А как цветет, пылает, горит, размножая, размазывая по небу краски, чукотская тундра, я узнала только в девятнадцать лет, когда «уехала за стихами» на Чукотку. Рокуэл Кент может «отдыхать». Не на тот Север ездил!

Такие краски ему и не снились. Содрогнуться можно от наслаждения.

5. Золотая чукотка

Самая первая запись в моей трудовой книжке гласит: пос. Билибино, Золотая касса, ученица отдувальщицы (!!!). Помнится, в какой восторг это привело Бориса Абрамовича Слуцкого на одном из совещаний молодых писателей в середине семидесятых! Он всерьез считал, что до-литературные профессии играют большую роль в творческом становлении, и с детским азартом выпытывал подробности у юных и не очень семинаристов. Он признался, что никогда не слышал о столь необыкновенной и редкой профессии, заключавшей в себе умение по восемь часов в день, в прямом смысле, дуть на золото, отдувая от него золотую пыль в специальный контейнер.

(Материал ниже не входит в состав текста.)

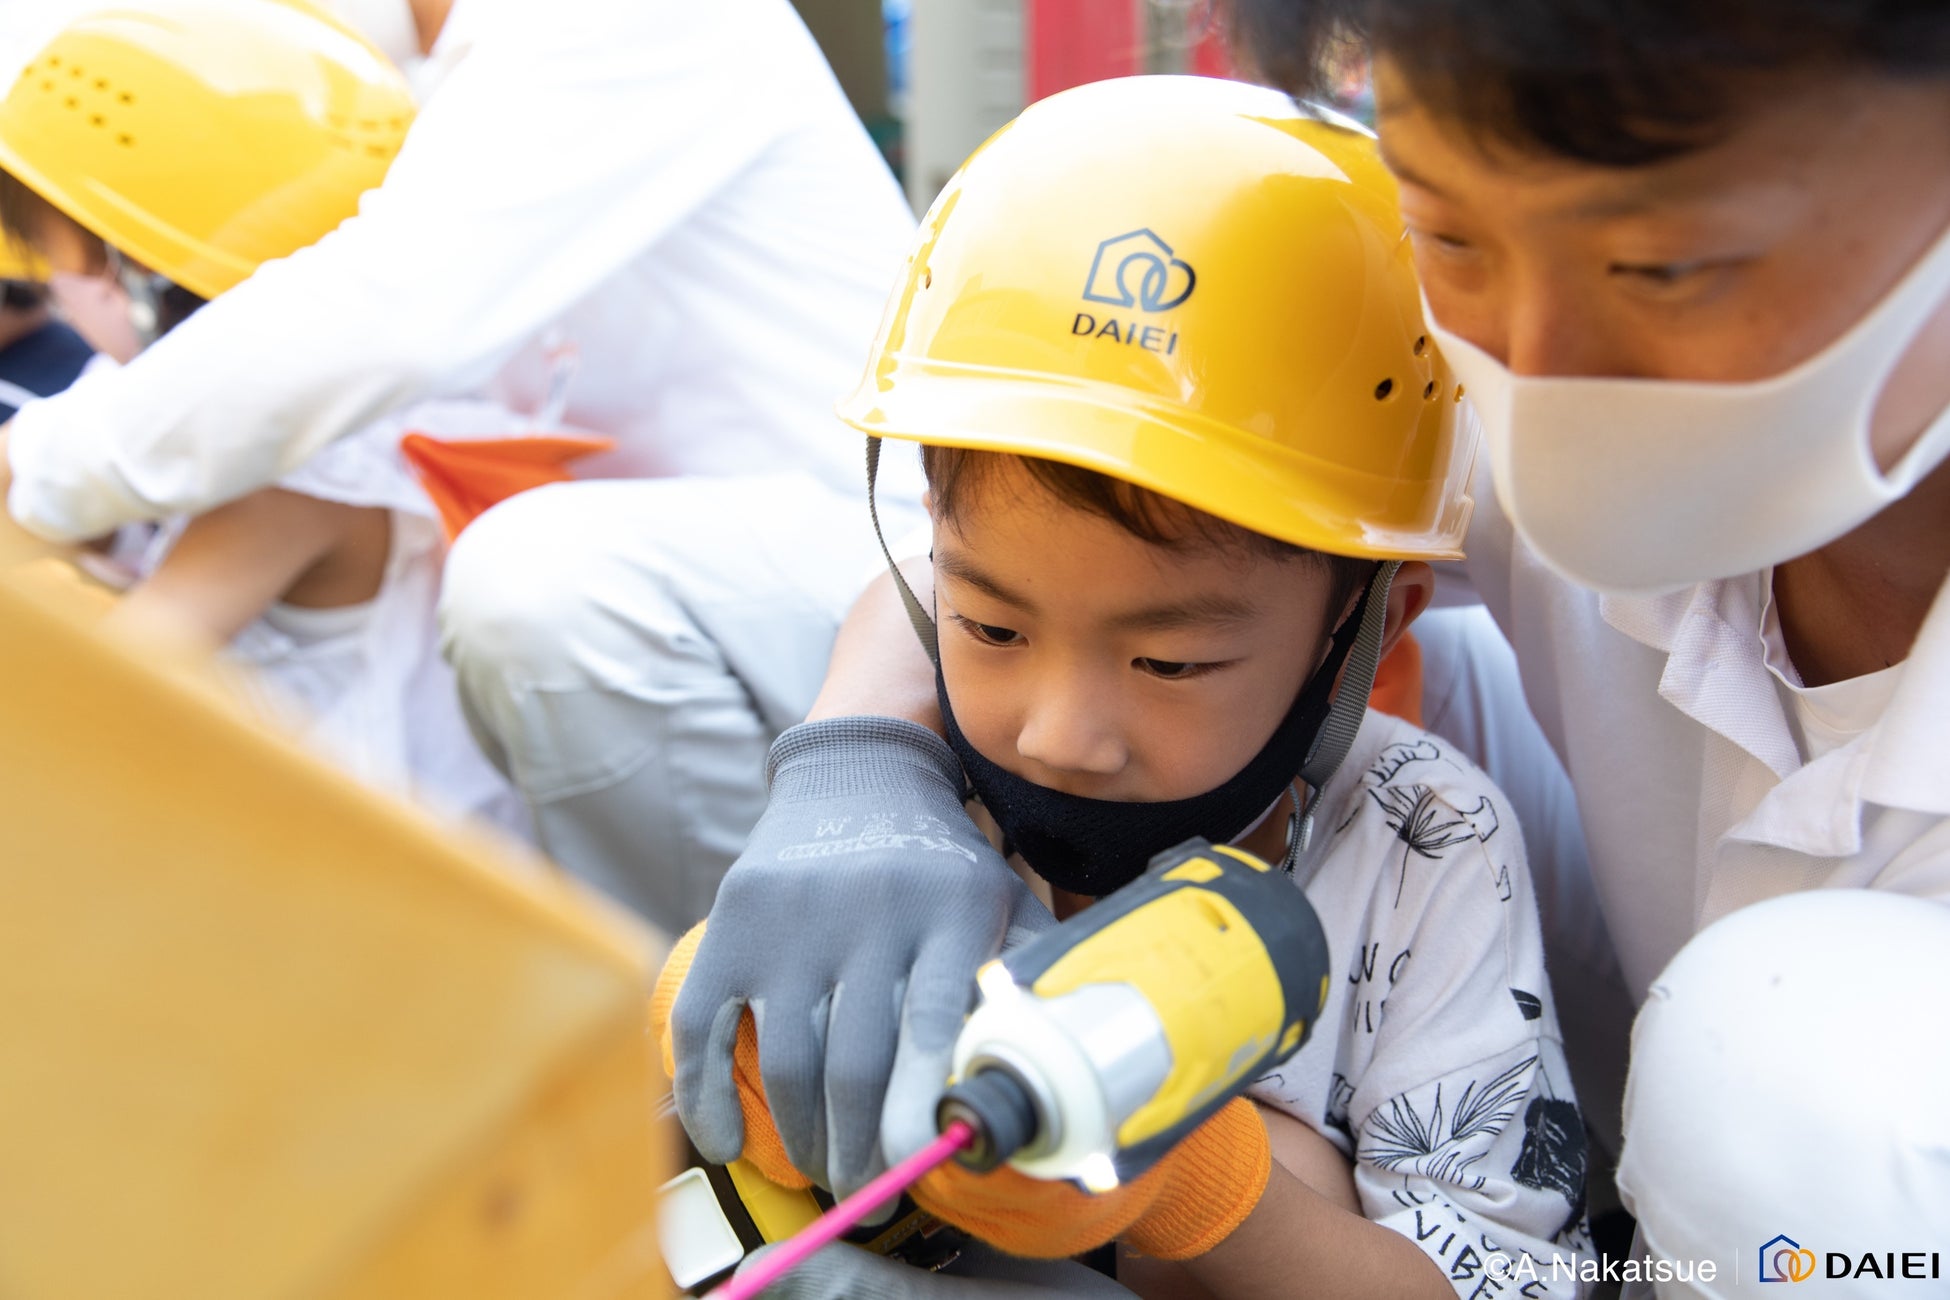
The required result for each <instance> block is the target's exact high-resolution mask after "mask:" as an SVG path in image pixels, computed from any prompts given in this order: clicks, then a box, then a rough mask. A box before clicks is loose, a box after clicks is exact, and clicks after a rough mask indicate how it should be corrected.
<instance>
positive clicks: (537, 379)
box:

Потом я стучала молоточком по золотым слиткам, выбивая, выщелкивая из них кварц. Настоящее, необработанное золото оказалось зеленым, красным, белым, оранжевым, отливало порой багряным фиолетом. Слитки случались невиданных форм, совершенных по замыслу и исполнению. В конце дня голова уже кружилась, но чего не сделаешь, чтобы познать, как казалось, истинную, не книжную жизнь.

Чтобы работать в «Золотой кассе», нужно было иметь железное здоровье. Да и душа моя питалась другими соками. Ожидаемого восторга и вожделения к золоту, как таковому, я не только не испытала, но сделалась к нему равнодушной на всю жизнь. Дескать, и не такое видали на своем веку! По пять алюминиевых тазиков золота в день (не шучу) трясли да отдували!